Как яркую иллюстрацию избранного им эпиграфа: «не по хорошу мил, а по милу хорош», г-н Страхов приводит из книги Данилевского и сопровождает выражениями своего восторга несколько общих фраз о еврействе, какие тысячи раз повторялись всеми писавшими об этой нации и ее религии (с. 3, столб. 5). Что избитые общие места не только удовлетворяют г-на Страхова, но и приводят его в восхищение, это – его дело, и греха тут нет; что все, не совпадающее с излюбленною им умственною плоскостью, возбуждает в нем, по его собственному выражению, «злую досаду», – это не совсем хорошо, но довольно понятно, и большой беды тут также нет. Беда в том, что и «восхищение», и «злая досада», служат для г-на Страхова лишь способом отвлечь внимание читателей от существенных пунктов спора. Тот факт, что национальная религия евреев получила универсально-историческое значение, настолько очевиден, что указание на него есть не более как общее место.

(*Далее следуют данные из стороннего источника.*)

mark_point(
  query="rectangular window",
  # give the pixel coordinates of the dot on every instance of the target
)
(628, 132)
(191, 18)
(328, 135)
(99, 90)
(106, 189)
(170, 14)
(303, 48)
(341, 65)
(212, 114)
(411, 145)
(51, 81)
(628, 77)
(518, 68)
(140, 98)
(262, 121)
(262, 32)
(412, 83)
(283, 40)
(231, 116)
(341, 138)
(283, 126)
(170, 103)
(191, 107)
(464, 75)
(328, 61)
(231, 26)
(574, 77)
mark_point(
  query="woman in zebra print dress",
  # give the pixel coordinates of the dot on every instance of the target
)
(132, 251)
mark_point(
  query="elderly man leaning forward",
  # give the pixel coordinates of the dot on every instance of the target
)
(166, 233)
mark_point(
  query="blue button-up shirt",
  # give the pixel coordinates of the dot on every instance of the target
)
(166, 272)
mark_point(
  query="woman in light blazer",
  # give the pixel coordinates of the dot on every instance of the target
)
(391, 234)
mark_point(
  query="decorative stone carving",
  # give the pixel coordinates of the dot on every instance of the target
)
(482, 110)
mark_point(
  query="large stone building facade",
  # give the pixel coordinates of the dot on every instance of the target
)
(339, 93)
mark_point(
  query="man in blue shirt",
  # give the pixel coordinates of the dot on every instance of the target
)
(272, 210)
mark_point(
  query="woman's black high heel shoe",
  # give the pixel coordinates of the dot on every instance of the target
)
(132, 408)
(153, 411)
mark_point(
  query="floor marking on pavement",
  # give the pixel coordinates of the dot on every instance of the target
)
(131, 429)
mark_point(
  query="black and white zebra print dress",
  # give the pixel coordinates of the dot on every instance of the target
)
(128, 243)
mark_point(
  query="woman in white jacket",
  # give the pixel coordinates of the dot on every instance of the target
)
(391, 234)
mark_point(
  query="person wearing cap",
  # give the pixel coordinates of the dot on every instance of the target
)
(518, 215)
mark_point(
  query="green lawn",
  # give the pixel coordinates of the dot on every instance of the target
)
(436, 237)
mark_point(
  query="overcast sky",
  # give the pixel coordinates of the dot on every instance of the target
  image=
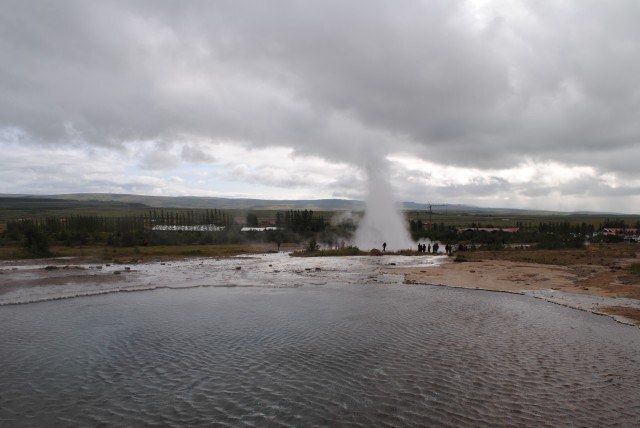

Но вопрос в том, как же с этим общеизвестным фактом согласить выставленный Данилевским мнимо исторический закон, по которому духовные начала одного культурного типа не передаются другим? Еврейство – по Данилевскому – есть особый культурный тип, и, следовательно, выработанное им духовное начало не могло сделаться (если бы только существовал упомянутый закон) религией многих других (Данилевский со свойственною ему точностью говорит: «всех») народов, принадлежащих не к этому, а к иным культурным типам. Это явное противоречие было указано г-ну Страхову неоднократно, но вотще: он готов говорить о чем угодно, – только не об этом.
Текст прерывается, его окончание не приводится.